I have to be honest: I’d never heard of this book until a month ago when the college that I work for chose it as its common read pick where faculty and students alike are encouraged to read and discuss the book at a later period in the semester. My boss, knowing that I was an avid reading enthusiast, checked the book out, threw it on my desk, and told me to read it and then “report back” all in the hopes of inciting her to read it as well. Here I am, reporting back after visiting the frontlines of devastation, hypocrisy, and prejudice in New Orleans through the eyes of Abuldrahman Zeitoun.

It’s hard to imagine that the current world we live in, in first-world utopia, is distraught with such antediluvian principles of hate and the restriction of basic human rights. After reading Zeitoun, I myself, however, am still flabbergasted. During and after Hurricane Katrina, Abdulrahman Zeitoun, referred to simply by his last name, stays behind in New Orleans to look after his home, business, and several rental properties while the rest of his family, friends and most acquaintances flee. However, in an emergency state, even non-threats are perceived as threats in the midst of reports of looting, raping, and pillaging during and days after the storm. Soon a whirlwind of allegations, accusations, and conflict with authority that Zeitoun, a Middle Eastern American, encounters only exacerbates the damage and torrential legacy of Hurricane Katrina.

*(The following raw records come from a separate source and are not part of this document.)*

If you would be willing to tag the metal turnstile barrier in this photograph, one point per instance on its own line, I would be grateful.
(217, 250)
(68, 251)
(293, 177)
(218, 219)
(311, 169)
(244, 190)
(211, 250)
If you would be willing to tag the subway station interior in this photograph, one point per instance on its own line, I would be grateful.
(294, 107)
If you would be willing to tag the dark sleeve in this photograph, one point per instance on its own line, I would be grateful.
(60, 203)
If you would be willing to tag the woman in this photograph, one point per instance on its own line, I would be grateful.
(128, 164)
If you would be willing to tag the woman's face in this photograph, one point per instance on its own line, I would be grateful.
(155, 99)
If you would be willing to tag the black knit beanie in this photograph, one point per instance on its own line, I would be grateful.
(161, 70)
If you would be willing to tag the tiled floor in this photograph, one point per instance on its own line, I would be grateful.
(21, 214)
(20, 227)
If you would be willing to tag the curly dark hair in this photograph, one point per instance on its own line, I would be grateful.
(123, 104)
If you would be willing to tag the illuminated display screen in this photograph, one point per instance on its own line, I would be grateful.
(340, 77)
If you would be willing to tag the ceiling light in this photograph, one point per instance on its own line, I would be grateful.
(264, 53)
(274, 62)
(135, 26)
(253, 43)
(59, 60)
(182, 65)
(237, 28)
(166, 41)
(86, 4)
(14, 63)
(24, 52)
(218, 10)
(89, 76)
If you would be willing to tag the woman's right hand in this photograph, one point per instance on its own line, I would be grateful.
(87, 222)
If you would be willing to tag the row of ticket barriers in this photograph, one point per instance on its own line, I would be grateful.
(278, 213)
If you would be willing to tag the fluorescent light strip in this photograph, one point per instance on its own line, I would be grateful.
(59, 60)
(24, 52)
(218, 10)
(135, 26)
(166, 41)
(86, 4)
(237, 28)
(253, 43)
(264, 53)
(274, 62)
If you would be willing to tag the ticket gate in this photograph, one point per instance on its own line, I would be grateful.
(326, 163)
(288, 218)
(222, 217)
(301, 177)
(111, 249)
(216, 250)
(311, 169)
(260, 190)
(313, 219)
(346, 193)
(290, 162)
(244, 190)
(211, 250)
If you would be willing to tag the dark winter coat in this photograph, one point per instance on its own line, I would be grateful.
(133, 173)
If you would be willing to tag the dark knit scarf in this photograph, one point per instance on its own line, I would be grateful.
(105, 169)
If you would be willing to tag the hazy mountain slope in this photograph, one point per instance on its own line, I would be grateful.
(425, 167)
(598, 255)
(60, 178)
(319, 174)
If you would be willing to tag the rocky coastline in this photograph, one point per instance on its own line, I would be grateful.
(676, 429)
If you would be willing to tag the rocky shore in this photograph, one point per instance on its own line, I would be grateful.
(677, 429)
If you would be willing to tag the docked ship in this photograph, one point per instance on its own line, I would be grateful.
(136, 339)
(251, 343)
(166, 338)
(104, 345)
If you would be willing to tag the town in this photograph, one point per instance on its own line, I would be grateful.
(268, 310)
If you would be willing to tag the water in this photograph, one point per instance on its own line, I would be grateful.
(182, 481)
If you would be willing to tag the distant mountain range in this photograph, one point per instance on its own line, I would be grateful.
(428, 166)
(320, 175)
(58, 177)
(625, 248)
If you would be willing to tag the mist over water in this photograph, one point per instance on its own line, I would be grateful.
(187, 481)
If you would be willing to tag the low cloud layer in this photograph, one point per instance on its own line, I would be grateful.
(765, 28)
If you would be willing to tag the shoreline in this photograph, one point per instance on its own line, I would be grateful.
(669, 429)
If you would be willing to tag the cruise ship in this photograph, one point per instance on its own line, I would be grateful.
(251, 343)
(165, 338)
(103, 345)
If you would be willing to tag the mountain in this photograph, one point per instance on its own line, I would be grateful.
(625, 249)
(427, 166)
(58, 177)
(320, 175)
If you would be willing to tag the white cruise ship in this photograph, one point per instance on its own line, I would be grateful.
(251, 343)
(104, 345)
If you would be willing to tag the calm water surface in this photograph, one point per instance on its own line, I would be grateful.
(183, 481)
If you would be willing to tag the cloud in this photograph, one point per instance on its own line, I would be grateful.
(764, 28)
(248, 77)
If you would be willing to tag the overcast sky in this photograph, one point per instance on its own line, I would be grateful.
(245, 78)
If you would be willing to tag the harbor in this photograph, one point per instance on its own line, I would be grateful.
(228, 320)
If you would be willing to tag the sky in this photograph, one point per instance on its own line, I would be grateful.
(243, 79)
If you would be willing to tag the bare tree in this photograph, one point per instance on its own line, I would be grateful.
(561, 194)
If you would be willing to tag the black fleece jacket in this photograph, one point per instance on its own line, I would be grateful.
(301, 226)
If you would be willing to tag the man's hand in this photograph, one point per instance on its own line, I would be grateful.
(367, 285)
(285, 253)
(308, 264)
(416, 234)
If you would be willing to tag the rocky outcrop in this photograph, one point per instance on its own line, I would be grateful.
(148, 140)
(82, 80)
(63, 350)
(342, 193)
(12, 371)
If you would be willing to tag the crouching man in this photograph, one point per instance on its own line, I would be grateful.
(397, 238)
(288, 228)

One can only hope the love that he and his wife, Kathy, share, separated by a thousand-plus miles, prevails over the injustice of a broken and ill-suited governmental response. Zeitoun is surprisingly captivating and a fairly quick read. But the situations and, more importantly, the settings they occurred in force you to question what era we live in and what principles cannot be cast off even in the epicenter of chaos.